Her hands are the colour of boiled gammon! Extraordinary! Raw-looking. I quite pity her those awful hands.
‘Yes. The tail,’ I confirm, ‘in broad daylight. The cat was immensely fat. She was reversing at high speed, drunk as a skunk.’
‘The tail’ – she nods, slightly baleful, now – ‘was later amputated, and at some considerable cost to the owner, I’m told.’
‘You heard all about it, then?’ I smile, sarcastically.
‘He’s my father’s cat.’ She shrugs.
‘Oh. Mrs Barrow didn’t mention that,’ I murmur, somewhat perturbed by this sudden, quite unexpected, turning of the tables.
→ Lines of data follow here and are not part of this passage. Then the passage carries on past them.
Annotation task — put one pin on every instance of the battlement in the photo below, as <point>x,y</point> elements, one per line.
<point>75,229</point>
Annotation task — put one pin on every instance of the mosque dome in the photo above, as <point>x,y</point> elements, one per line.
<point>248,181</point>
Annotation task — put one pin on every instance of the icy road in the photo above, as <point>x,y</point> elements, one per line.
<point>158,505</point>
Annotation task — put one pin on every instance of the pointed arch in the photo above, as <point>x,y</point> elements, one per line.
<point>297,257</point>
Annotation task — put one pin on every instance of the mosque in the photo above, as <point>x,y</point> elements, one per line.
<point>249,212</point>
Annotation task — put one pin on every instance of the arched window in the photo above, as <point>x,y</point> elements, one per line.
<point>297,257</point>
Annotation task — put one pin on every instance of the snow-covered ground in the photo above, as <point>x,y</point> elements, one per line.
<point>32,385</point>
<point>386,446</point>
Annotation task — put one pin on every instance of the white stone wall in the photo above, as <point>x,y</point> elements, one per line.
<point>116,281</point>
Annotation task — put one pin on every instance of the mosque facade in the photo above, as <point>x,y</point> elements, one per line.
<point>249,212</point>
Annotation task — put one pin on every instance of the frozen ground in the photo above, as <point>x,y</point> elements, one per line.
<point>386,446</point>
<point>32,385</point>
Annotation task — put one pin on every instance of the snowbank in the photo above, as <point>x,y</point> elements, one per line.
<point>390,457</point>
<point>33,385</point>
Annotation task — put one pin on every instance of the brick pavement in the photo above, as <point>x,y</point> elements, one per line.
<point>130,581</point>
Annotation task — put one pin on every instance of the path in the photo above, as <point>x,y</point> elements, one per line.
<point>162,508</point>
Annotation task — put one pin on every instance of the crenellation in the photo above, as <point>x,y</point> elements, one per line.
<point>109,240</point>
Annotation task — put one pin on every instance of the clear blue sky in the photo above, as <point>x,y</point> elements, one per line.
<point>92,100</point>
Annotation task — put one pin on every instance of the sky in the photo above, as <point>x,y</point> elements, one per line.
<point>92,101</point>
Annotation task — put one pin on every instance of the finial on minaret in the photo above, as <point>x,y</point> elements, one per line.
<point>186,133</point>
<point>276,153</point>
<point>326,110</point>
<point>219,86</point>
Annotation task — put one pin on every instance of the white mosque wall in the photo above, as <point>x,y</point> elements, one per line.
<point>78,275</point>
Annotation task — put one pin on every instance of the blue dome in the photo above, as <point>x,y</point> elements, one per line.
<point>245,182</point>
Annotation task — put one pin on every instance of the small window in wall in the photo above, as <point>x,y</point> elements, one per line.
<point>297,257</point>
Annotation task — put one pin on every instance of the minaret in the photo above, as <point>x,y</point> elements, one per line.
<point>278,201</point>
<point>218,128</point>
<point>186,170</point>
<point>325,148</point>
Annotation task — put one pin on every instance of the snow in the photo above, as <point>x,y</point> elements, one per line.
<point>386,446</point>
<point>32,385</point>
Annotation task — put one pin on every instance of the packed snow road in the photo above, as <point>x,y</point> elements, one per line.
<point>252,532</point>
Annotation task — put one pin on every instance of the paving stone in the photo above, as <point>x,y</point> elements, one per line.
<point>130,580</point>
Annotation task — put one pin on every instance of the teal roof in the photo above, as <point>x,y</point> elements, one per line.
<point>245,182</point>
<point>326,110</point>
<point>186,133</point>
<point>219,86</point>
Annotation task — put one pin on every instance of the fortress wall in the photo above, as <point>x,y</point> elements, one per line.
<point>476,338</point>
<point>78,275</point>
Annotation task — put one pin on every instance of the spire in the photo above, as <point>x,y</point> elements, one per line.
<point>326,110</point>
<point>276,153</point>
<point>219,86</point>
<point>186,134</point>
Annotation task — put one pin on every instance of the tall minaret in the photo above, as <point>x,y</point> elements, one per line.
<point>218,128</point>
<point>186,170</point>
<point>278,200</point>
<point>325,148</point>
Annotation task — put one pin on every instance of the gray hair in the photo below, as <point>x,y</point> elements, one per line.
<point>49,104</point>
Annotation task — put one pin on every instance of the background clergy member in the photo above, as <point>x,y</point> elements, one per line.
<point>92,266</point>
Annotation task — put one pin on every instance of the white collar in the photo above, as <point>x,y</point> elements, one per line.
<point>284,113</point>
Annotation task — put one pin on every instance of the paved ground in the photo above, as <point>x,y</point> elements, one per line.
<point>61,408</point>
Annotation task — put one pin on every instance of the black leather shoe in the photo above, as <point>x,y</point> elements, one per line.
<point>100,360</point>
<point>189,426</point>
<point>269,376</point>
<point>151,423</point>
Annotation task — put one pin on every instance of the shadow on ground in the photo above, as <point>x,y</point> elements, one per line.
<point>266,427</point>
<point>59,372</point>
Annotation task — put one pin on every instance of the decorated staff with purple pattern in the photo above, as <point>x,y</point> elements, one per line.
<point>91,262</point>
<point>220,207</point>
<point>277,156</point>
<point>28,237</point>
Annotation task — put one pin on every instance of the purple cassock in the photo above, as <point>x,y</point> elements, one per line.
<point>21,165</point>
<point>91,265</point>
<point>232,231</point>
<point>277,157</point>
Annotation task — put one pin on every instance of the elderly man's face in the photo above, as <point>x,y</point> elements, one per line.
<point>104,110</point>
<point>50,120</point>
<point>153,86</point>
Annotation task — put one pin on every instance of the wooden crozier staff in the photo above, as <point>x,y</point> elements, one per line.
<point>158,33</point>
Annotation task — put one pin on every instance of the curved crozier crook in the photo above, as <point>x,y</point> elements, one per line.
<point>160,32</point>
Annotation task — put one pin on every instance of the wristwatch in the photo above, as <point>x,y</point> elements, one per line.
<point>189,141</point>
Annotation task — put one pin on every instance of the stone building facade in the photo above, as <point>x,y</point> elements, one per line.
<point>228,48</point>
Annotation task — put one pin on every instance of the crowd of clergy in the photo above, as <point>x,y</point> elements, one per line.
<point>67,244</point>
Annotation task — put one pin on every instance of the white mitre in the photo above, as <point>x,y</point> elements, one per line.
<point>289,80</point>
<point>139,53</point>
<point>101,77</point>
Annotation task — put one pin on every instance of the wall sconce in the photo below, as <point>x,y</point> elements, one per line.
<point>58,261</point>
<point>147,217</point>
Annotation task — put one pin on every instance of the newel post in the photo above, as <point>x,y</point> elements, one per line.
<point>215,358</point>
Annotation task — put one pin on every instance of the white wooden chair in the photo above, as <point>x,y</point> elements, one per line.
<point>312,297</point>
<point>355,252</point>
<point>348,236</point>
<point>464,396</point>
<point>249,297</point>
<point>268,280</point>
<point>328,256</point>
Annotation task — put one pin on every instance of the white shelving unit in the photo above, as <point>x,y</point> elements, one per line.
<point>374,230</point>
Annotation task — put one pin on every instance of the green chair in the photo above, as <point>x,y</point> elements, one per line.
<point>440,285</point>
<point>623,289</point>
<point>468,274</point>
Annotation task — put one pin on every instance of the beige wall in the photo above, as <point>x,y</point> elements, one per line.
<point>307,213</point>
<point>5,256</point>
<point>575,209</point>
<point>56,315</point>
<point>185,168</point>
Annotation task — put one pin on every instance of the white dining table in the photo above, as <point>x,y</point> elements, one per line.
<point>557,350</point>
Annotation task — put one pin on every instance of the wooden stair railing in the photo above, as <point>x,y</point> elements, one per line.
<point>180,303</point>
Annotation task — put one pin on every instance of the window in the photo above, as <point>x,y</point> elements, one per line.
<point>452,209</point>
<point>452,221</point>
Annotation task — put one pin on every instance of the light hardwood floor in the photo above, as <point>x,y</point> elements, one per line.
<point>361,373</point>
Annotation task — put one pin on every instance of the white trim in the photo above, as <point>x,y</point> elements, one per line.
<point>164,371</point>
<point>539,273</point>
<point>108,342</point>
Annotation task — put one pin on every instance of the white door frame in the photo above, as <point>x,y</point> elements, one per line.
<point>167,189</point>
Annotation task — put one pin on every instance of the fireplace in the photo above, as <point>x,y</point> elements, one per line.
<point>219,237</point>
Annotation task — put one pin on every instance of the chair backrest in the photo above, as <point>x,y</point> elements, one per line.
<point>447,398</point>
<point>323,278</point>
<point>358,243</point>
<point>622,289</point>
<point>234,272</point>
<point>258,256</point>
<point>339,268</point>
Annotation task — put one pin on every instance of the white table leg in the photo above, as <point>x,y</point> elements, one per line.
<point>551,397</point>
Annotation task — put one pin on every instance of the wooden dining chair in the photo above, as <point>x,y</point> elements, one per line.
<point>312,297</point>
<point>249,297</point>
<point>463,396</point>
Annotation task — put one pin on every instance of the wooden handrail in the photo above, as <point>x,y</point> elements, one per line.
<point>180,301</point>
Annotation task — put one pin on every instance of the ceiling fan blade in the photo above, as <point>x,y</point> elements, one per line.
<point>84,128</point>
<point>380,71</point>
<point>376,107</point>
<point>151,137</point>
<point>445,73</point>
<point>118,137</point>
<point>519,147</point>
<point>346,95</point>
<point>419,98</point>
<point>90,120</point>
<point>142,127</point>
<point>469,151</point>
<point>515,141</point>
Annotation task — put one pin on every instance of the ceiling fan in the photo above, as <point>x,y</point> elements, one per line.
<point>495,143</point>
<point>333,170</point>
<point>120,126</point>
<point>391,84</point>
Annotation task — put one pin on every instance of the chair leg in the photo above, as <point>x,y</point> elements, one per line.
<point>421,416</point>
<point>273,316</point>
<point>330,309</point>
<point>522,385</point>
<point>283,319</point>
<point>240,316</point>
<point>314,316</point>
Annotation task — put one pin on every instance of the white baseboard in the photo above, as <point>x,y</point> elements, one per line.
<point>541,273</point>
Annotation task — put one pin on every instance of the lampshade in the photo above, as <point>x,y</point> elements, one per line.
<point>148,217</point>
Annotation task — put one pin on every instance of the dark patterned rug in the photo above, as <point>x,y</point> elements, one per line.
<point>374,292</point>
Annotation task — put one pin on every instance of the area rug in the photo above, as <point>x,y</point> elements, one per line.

‘I think you’ll probably discover, on further acquaintance, that Mrs Barrow generally prides herself on leaving out the most important detail in any story. In fact you could almost say it’s her speciality.’ She smiles. Good, straight teeth. But the eyes … Tsk! Watch out for those eyes! Dead as a dodo’s! Deader still! A predator’s eyes (the dodo, to its eternal credit, was a humble vegetarian). These are a carnivore’s eyes. These are the eyes of a pterodactyl, a tyrannosaurus rex.
‘He was your father’s cat …’ I ruminate, trying to work out the wider implications of this unwelcome detail, somewhat on the hoof, I’ll admit. ‘And I suppose that horrendously fat dog I see you dragging up and down the beach every morning and evening is your father’s dog?’
‘Strictly speaking, he was my late mother’s cat,’ she explains (ignoring the dog comment). ‘He’s called Rolfie. He’s forty-one years of age.’
‘The average life expectancy of a cat is fifteen,’ I say, incredulous.
‘Yes. I know.’ She nods, solemnly. ‘Rolfie is an incredibly old cat.’
‘So Rolfie has lived almost three times longer than the average cat?’ I persist, then promptly calculate: ‘The equivalent age – in a person – would be two hundred and ten.’
‘Yes,’ she confirms, patently unshaken by the comparison.
I just can’t let this one go. ‘Doesn’t that strike you as a little … uh … improbable?’ I wonder.
‘Yes’ – she nods again – ‘highly improbable. It’s perfectly amazing. A miracle of nature. And then your wife drove straight into him. Drunk. In broad daylight. At high speed.’
‘Oh. Well, I apologize for that,’ I mutter.